La démarche scientifique, inspirée de méthodologies archéologiques, appliquée au contexte insolite de la découverte, servira à élaborer un processus de création artistique, qui prendra place au sein de petits ateliers dont les résultats épouseront de multiples formes:
Topographie
Représenter l’espace et le paysage environnant en imaginant de nouveaux codes cartographiques (dessins grands formats, collages…)
Typologie
Définir plusieurs classements pour les objets : usages, propriétaires, matériaux… (photographies, dessins de schémas et silhouettes)
Penser un dispositif de classement et de monstration (design d’objet)
Reconstitution
Inventer les parties manquantes des objets découverts (dessin, sculpture)
Contextualisation
Mettre en perspective des documents relatifs au site exploré et aux objets (grands formats)
Analyses approfondies
Certains objets nécessiteront les compétences de spécialistes. Par petits groupes, les élèves s’improviseront graphologues (cartes postales), géologue (graviers multicolores), archéozoologue (yeux de poupée)…

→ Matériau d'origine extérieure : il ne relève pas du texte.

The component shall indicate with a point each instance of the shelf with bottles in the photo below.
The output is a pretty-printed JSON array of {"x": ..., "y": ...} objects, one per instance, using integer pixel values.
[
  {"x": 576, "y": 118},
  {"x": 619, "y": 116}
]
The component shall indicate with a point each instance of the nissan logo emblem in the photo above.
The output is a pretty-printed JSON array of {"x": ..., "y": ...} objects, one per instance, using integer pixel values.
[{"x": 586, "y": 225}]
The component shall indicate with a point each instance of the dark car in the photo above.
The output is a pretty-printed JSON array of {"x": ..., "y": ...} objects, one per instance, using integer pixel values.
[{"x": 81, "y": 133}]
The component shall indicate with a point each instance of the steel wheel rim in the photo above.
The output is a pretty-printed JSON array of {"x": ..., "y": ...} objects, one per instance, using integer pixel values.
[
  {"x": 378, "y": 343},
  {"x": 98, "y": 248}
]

ÉCRIRE, RACONTER, RESTITUER
Après l’étude approfondie des éléments récoltés, vient ensuite l’étape de la narration imaginée par les enfants en réponse aux diverses expérimentations plastiques. Ils·Elles élaboreront différents scénarii tentant d’expliquer l’événement, ou la suite d’évènements, qui ont précédé la découverte. Le «pique-nique au bord du chemin» prendra forme petit à petit, par des anecdotes, des bribes de micro-récits ou par l’invention d’une histoire plus large. À la manière de Perec qui use des jeux d’écritures, de réécriture et de styles rédactionnels, les enfants s’amuseront avec les mots et leurs compositions.
RASSEMBLER, COMPOSER, EXPOSER
Les différentes productions seront agencées pour composer une grande nappe imprimée, qui donnera les clefs du mystérieux pique-nique. De la même manière que le pique-nique est un repas où chacun·e apporte sa contribution, la nappe compilera les multiples contributions des enfants.
Il s’agira ici de mettre en avant les enjeux de la pratique du designer graphique qui, par ses choix, agit sur la réception et la transmission des données. Les élèves devront être attentif·ve·s à la sélection et à la composition des contenus afin que l’ensemble rende compte au mieux de l’histoire qu’ils·elles auront imaginée.
La fin de la résidence pourra prendre la forme d’un nouveau pique-nique qui se tiendra autour de la nappe réalisée. Cet objet final, trace du travail collectif et des moments partagés, pourra rester à l’école après notre départ.